The effects of monomethylarsonous acid (MMA[III]) and arsenite, administered in drinking water on tissue levels of arsenicals, cytogenetics, and mouse skin tumorigenicity were determined. A low-methionine diet modified the pattern of arsenical tissue concentrations and decreased the tissue arsenical concentrations, particularly in kidney and urinary bladder, less so in liver, and had little effect in the lungs. In mice given 75 ppm arsenite and a low-methionine diet, the urinary bladder tissue levels were only 29%, 26%, and 38% of the inorganic arsenic (iAs), MMA, and dimethylarsinic acid (DMA) concentrations found in mice eating the control diet. In K6/ODC transgenic mice that consumed a normal diet (Purina 5002), a 26-week drinking water exposure to 10 ppm arsenite resulted in 5% of the treated animals having squamous skin tumors.
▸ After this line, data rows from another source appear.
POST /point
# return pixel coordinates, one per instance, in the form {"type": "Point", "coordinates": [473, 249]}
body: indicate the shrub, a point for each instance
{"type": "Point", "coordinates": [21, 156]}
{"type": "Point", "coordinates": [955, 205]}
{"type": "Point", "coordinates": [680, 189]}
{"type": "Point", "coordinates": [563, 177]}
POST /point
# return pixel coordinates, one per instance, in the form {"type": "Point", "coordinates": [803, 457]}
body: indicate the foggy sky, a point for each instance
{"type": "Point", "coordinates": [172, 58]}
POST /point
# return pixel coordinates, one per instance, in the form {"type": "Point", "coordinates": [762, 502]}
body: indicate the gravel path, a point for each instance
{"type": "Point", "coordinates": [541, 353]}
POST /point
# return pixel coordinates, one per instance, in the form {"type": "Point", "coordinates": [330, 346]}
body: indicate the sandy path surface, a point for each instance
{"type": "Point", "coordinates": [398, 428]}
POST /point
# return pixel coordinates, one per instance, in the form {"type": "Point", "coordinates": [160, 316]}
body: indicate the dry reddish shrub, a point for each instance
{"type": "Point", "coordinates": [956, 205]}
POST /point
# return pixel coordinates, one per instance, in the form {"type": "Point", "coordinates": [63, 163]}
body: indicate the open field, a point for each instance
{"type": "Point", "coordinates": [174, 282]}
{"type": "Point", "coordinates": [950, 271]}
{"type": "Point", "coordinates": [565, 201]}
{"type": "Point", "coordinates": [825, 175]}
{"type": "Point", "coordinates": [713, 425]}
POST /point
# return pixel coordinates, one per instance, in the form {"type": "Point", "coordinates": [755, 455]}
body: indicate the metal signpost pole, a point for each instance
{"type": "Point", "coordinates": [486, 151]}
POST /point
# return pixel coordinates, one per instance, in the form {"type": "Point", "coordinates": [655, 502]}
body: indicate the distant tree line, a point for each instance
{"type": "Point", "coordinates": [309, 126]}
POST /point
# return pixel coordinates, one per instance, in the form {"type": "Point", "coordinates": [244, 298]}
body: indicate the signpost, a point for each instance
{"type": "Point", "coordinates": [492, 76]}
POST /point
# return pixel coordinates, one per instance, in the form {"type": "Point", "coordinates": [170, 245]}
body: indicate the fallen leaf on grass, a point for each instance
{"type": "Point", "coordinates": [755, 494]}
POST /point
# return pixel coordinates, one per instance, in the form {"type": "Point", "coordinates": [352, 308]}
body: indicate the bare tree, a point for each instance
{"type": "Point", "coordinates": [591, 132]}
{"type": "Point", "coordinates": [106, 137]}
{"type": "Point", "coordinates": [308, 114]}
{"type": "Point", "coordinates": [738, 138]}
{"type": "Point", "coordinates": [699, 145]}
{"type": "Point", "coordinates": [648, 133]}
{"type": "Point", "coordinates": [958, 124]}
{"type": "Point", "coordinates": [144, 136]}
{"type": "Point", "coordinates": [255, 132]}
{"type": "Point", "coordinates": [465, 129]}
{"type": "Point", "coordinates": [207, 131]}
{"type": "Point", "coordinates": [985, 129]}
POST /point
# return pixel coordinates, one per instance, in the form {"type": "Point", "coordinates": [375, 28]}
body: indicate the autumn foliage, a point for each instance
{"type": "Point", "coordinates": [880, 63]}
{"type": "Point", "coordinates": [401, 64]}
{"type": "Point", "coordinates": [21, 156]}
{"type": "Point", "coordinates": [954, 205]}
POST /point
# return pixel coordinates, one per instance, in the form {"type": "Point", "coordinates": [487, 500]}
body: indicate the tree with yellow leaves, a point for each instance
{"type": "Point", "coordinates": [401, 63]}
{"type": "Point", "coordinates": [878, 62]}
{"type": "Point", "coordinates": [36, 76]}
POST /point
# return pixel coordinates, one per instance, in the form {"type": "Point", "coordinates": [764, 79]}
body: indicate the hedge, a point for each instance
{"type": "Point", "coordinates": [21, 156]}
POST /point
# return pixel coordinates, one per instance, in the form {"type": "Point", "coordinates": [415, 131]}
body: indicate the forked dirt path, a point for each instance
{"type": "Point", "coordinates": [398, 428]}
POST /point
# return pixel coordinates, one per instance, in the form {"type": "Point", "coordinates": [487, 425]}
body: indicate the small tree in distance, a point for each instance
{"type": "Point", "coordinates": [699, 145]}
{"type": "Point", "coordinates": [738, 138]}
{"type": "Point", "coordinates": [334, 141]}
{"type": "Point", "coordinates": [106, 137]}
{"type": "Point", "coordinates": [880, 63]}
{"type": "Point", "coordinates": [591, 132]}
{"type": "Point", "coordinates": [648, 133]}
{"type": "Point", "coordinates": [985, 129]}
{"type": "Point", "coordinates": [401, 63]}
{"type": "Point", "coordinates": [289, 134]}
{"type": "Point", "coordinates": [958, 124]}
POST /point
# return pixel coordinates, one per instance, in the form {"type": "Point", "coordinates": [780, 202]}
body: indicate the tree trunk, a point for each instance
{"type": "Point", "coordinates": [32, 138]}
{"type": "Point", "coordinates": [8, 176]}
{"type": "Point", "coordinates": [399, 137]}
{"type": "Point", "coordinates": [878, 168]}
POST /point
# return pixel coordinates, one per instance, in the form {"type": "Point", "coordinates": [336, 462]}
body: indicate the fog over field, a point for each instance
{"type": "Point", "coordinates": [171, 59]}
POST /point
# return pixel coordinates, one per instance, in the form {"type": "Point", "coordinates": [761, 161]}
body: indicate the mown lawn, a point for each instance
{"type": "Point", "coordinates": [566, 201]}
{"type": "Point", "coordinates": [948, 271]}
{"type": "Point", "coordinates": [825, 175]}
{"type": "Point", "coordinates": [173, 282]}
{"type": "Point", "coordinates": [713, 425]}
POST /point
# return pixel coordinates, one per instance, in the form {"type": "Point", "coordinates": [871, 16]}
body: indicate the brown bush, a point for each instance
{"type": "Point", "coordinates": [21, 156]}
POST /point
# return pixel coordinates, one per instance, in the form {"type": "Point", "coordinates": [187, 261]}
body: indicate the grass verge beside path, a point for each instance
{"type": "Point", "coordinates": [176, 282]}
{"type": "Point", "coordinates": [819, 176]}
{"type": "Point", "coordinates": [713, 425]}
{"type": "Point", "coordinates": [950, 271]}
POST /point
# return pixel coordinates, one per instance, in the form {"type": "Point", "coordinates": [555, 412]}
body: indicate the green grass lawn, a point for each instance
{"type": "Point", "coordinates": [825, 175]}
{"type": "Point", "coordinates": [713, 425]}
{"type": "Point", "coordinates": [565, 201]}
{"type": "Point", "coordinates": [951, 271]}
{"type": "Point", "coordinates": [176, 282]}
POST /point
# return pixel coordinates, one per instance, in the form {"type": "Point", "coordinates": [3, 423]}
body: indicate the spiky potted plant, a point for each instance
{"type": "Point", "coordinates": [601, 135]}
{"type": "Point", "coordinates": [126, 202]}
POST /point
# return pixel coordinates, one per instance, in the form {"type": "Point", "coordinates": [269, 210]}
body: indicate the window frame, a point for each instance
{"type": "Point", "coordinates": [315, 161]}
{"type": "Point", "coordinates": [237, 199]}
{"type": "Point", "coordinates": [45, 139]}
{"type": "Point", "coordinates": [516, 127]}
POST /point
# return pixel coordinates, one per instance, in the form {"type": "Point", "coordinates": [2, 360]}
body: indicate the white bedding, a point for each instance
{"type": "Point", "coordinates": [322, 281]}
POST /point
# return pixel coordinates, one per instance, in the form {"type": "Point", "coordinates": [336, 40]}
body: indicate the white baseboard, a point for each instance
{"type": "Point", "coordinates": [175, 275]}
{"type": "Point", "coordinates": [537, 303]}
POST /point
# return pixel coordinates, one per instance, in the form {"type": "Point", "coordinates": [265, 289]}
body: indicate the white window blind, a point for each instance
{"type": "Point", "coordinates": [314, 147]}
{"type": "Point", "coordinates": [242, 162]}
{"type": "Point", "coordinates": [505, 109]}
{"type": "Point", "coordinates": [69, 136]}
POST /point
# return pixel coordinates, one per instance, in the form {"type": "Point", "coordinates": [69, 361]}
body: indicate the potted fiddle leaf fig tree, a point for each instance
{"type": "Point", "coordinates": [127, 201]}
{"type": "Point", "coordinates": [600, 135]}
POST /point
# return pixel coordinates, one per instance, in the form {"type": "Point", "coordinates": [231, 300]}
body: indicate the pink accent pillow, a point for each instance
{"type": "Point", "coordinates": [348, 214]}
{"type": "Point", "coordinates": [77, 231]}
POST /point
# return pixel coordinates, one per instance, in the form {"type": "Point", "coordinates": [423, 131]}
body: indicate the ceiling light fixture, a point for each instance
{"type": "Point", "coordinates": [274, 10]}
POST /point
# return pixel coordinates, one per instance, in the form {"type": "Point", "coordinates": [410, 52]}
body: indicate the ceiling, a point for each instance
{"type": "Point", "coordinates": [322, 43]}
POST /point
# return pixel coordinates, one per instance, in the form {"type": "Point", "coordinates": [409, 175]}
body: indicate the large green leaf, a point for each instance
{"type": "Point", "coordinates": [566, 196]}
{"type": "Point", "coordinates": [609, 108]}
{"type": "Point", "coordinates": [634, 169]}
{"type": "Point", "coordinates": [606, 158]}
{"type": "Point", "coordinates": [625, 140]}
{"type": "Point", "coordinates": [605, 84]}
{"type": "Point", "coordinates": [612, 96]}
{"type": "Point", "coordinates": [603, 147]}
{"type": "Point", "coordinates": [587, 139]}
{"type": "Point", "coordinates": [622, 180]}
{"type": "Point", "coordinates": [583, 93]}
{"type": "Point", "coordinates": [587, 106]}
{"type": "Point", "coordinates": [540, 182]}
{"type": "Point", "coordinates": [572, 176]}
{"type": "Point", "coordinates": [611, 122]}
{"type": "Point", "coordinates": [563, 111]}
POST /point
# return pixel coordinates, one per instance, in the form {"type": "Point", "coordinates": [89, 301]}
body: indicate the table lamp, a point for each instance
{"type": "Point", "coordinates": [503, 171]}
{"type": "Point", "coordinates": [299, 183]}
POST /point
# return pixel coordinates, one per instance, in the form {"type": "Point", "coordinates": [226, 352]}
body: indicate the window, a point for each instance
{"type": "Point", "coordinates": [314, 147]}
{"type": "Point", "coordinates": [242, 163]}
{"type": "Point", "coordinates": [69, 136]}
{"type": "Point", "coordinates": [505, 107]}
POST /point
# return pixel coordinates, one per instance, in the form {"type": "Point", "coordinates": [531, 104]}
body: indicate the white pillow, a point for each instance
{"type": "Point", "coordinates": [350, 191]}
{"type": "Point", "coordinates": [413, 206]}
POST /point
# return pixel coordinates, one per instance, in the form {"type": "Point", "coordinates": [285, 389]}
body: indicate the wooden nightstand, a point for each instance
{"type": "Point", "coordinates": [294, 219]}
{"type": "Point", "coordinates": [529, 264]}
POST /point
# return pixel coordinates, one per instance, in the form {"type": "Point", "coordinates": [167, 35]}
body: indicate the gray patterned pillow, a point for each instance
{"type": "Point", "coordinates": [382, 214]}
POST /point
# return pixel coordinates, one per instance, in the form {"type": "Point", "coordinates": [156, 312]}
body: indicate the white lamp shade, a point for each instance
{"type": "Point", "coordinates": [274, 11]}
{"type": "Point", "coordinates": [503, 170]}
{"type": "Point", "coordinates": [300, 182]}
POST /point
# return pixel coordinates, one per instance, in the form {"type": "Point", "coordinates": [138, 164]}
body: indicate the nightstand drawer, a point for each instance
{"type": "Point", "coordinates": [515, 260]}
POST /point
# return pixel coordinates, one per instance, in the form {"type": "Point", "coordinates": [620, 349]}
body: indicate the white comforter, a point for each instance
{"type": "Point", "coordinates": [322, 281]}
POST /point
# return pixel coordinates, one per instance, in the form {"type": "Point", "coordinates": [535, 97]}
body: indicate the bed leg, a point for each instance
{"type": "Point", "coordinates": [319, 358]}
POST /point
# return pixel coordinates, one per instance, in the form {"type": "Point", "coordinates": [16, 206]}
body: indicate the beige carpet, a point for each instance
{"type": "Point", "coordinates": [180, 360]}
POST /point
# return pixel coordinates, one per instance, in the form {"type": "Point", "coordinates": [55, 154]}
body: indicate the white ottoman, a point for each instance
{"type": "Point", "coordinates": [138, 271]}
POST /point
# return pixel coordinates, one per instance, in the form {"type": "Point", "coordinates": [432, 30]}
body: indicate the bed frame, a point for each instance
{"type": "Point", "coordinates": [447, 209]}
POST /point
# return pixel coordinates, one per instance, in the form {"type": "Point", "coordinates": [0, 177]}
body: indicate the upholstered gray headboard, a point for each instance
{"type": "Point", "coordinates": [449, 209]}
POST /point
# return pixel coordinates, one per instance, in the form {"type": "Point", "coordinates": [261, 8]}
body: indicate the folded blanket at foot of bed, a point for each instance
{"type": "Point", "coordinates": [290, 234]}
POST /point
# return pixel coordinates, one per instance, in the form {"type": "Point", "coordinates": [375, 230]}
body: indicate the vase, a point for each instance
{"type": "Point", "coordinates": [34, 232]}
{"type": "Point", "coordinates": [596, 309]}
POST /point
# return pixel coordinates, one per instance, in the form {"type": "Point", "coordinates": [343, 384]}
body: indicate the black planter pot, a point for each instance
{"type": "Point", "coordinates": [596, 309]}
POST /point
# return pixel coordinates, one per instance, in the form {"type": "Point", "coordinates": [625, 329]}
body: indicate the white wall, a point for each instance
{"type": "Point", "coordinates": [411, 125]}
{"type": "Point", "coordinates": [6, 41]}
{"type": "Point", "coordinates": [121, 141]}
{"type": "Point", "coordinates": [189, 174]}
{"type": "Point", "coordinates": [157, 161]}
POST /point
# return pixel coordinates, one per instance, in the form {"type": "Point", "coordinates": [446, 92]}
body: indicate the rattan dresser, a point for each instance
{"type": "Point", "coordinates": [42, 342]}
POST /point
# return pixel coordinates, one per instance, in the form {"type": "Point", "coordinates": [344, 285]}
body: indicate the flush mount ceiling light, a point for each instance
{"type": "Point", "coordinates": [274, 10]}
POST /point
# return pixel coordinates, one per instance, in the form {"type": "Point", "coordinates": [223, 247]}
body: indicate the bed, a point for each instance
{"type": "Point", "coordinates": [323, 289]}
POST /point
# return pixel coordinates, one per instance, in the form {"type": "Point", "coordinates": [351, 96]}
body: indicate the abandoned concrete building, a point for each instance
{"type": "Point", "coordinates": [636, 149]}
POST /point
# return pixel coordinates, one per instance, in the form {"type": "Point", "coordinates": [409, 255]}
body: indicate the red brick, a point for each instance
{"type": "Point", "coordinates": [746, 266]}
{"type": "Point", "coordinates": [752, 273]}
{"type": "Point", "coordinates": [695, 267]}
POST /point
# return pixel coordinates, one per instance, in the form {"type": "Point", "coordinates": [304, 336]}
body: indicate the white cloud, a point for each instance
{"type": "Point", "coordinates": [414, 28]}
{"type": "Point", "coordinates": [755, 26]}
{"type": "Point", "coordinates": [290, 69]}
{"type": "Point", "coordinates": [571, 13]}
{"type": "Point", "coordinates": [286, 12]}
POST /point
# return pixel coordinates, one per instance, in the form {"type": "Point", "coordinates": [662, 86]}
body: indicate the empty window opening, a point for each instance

Exposure to 10, 50, 75, or 150 ppm MMA(III) caused 5%, 6.7%, 5%, or 0% tumor-bearing animals. A low-methionine diet did not markedly change the incidence of skin tumors--10 ppm arsenite led to 10% tumors. With a low-methionine diet, 10 and 50 ppm, MMA(III) caused 5% and 6.7% tumor-bearing animals. In comparing the frequency of tumors in the concurrent control groups (1/70, 1.4%) with the frequency of tumors in the pooled arsenical-treated responsive groups (8/122, 6.6%), there is an excess of 6 mouse skin tumors observed in the pooled arsenical-responsive treatment groups compared to the expected number of tumors based on frequency of tumors observed in concurrent control mice. In summary, studies with MMA(III) and arsenite-treated K6/ODC transgenic mice showed (1) a low-methionine diet substantially altered mouse tissue arsenical levels and (2) numerically elevated incidence of mouse skin tumors following arsenical exposures.